Orchestration, an overview

Introduction

In this chapter, we will:

  • Explain what is orchestration and why we would need it.

  • Present (from a high-level perspective) some orchestrators.

  • Show one orchestrator (Kubernetes) in action.

What's orchestration?

Joana Carneiro(/images/conductor.jpg)

What's orchestration?

According to Wikipedia:

Orchestration describes the automated arrangement, coordination, and management of complex computer systems, middleware, and services.

[...] orchestration is often discussed in the context of service-oriented architecture, virtualization, provisioning, Converged Infrastructure and dynamic datacenter topics.

What does that really mean?

Example 1: dynamic cloud instances

  • Q: do we always use 100% of our servers?

  • A: obviously not!

Daily variations of traffic
Figure 70 : Daily variations of traffic

Example 1: dynamic cloud instances

  • Every night, scale down

    (by shutting down extraneous replicated instances)

  • Every morning, scale up

    (by deploying new copies)

  • "Pay for what you use"

    (i.e. save big COSTS here)

Example 1: dynamic cloud instances

How do we implement this?

  • Crontab

  • Autoscaling (save even bigger COSTS)

That's relatively easy.

Now, how are things for our IAAS provider?

Example 2: dynamic datacenter

  • Q: what's the #1 cost in a datacenter?

  • A: electricity!

  • Q: what uses electricity?

  • A: servers, obviously

  • A: ... and associated cooling

  • Q: do we always use 100% of our servers?

  • A: obviously not!

Example 2: dynamic datacenter

  • If only we could turn off unused servers during the night...

  • Problem: we can only turn off a server if it's totally empty!

    (i.e. all VMs on it are stopped/moved)

  • Solution: migrate VMs and shutdown empty servers

    (e.g. combine two hypervisors with 40% load into 80%+0%, and shutdown the one at 0%)

Example 2: dynamic datacenter

How do we implement this?

  • Shutdown empty hosts (but keep some spare capacity)

  • Start hosts again when capacity gets low

  • Ability to "live migrate" VMs

    (Xen already did this 10+ years ago)

  • Rebalance VMs on a regular basis

    • what if a VM is stopped while we move it?
    • should we allow provisioning on hosts involved in a migration?
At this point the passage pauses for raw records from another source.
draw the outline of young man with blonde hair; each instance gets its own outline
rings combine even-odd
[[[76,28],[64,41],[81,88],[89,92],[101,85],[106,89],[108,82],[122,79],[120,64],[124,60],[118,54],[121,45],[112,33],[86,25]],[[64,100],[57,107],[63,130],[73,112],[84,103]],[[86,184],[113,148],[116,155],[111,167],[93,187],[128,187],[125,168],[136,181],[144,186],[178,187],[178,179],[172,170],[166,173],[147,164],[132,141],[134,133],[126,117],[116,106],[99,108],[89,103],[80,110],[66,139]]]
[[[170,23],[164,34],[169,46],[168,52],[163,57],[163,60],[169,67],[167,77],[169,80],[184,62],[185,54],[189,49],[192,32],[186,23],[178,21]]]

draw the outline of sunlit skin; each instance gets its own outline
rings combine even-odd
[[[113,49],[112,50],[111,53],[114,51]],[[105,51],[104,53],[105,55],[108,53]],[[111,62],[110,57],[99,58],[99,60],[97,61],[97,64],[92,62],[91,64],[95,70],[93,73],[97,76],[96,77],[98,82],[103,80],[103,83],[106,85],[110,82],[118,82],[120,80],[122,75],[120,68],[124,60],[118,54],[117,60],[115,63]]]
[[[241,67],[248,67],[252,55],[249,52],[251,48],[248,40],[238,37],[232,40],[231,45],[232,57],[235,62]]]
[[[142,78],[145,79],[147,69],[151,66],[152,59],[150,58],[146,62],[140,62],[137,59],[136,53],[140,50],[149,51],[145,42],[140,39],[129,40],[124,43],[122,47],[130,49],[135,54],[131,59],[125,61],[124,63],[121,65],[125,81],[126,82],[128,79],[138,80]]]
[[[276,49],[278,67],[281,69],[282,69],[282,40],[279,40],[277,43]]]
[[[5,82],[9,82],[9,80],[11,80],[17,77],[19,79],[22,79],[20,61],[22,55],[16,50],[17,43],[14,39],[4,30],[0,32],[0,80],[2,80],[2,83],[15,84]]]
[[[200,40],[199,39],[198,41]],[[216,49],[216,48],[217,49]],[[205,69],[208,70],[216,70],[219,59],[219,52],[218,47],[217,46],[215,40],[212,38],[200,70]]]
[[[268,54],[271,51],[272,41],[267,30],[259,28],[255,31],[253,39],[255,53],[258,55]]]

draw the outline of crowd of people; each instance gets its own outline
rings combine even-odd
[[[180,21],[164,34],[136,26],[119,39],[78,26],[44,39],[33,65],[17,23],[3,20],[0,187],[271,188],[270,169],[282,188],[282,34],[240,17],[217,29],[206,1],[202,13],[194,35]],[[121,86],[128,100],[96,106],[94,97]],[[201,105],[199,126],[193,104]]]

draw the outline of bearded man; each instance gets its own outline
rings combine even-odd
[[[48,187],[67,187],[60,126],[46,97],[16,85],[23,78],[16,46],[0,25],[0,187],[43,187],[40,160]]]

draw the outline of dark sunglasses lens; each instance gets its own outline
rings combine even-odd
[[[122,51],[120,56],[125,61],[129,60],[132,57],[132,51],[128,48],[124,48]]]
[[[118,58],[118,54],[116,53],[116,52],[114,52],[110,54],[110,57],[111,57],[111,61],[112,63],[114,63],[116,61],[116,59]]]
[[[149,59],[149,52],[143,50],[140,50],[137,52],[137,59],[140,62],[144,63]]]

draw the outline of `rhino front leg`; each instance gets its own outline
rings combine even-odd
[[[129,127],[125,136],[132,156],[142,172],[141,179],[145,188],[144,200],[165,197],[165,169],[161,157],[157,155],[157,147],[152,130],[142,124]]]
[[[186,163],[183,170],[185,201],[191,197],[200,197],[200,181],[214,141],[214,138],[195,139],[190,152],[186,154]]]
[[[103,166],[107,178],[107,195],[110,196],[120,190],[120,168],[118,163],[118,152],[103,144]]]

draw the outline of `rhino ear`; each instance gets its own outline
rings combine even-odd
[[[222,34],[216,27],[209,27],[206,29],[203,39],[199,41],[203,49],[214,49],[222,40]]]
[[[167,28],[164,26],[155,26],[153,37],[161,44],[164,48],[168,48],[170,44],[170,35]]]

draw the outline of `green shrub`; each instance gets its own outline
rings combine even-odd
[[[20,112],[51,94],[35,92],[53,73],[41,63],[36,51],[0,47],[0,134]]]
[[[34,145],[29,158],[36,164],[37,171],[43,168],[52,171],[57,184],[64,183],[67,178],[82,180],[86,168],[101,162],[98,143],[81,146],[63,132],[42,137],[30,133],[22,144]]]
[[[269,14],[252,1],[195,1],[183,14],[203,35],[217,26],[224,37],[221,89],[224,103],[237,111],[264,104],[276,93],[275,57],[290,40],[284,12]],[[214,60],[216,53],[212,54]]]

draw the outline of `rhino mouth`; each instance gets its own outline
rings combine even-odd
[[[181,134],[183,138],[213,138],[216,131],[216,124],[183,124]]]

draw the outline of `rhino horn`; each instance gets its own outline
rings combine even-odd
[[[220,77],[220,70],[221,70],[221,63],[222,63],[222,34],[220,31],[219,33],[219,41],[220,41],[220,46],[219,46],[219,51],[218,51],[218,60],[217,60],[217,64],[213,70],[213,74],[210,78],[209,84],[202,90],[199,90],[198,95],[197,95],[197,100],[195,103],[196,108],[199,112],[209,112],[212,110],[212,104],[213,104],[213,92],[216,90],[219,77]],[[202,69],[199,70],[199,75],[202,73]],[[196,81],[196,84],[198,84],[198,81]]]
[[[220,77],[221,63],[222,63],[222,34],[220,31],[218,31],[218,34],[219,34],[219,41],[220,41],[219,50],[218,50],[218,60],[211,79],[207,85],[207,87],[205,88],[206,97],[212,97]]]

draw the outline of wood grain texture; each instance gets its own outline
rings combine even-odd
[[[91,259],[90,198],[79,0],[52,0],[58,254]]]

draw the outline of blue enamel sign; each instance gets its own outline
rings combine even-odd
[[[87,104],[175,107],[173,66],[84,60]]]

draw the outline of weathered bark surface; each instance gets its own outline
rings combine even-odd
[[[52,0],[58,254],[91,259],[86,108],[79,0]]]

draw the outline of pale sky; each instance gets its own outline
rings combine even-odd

Scheduling becomes more complex.

What is scheduling?

According to Wikipedia (again):

In computing, scheduling is the method by which threads, processes or data flows are given access to system resources.

The scheduler is concerned mainly with:

  • throughput (total amount or work done per time unit);
  • turnaround time (between submission and completion);
  • response time (between submission and start);
  • waiting time (between job readiness and execution);
  • fairness (appropriate times according to priorities).

In practice, these goals often conflict.

"Scheduling" = decide which resources to use.

Exercise 1

  • You have:

    • 5 hypervisors (physical machines)
  • Each server has:

    • 16 GB RAM, 8 cores, 1 TB disk
  • Each week, your team asks:

    • one VM with X RAM, Y CPU, Z disk

Scheduling = deciding which hypervisor to use for each VM.

Difficulty: easy!

Exercise 2

  • You have:

    • 1000+ hypervisors (and counting!)
  • Each server has different resources:

    • 8-500 GB of RAM, 4-64 cores, 1-100 TB disk
  • Multiple times a day, a different team asks for:

    • up to 50 VMs with different characteristics

Scheduling = deciding which hypervisor to use for each VM.

Difficulty: ???

Exercise 2

  • You have:

    • 1000+ hypervisors (and counting!)
  • Each server has different resources:

    • 8-500 GB of RAM, 4-64 cores, 1-100 TB disk
  • Multiple times a day, a different team asks for:

    • up to 50 VMs with different characteristics

Scheduling = deciding which hypervisor to use for each VM.

Troll face
Figure 71 : Troll face

Exercise 3

  • You have machines (physical and/or virtual)

  • You have containers

  • You are trying to put the containers on the machines

  • Sounds familiar?

Scheduling with one resource

Not-so-good bin packing
Figure 72 : Not-so-good bin packing

Can we do better?

Scheduling with one resource

Better bin packing
Figure 73 : Better bin packing

Yup!

Scheduling with two resources

2D bin packing
Figure 74 : 2D bin packing

Scheduling with three resources

3D bin packing
Figure 75 : 3D bin packing

You need to be good at this

Tangram
Figure 76 : Tangram

But also, you must be quick!

Tetris
Figure 77 : Tetris

And be web scale!

Big tetris
Figure 78 : Big tetris

And think outside (?) of the box!

3D tetris
Figure 79 : 3D tetris

Good luck!

FUUUUUU face
Figure 80 : FUUUUUU face

TL,DR

  • Scheduling with multiple resources (dimensions) is hard.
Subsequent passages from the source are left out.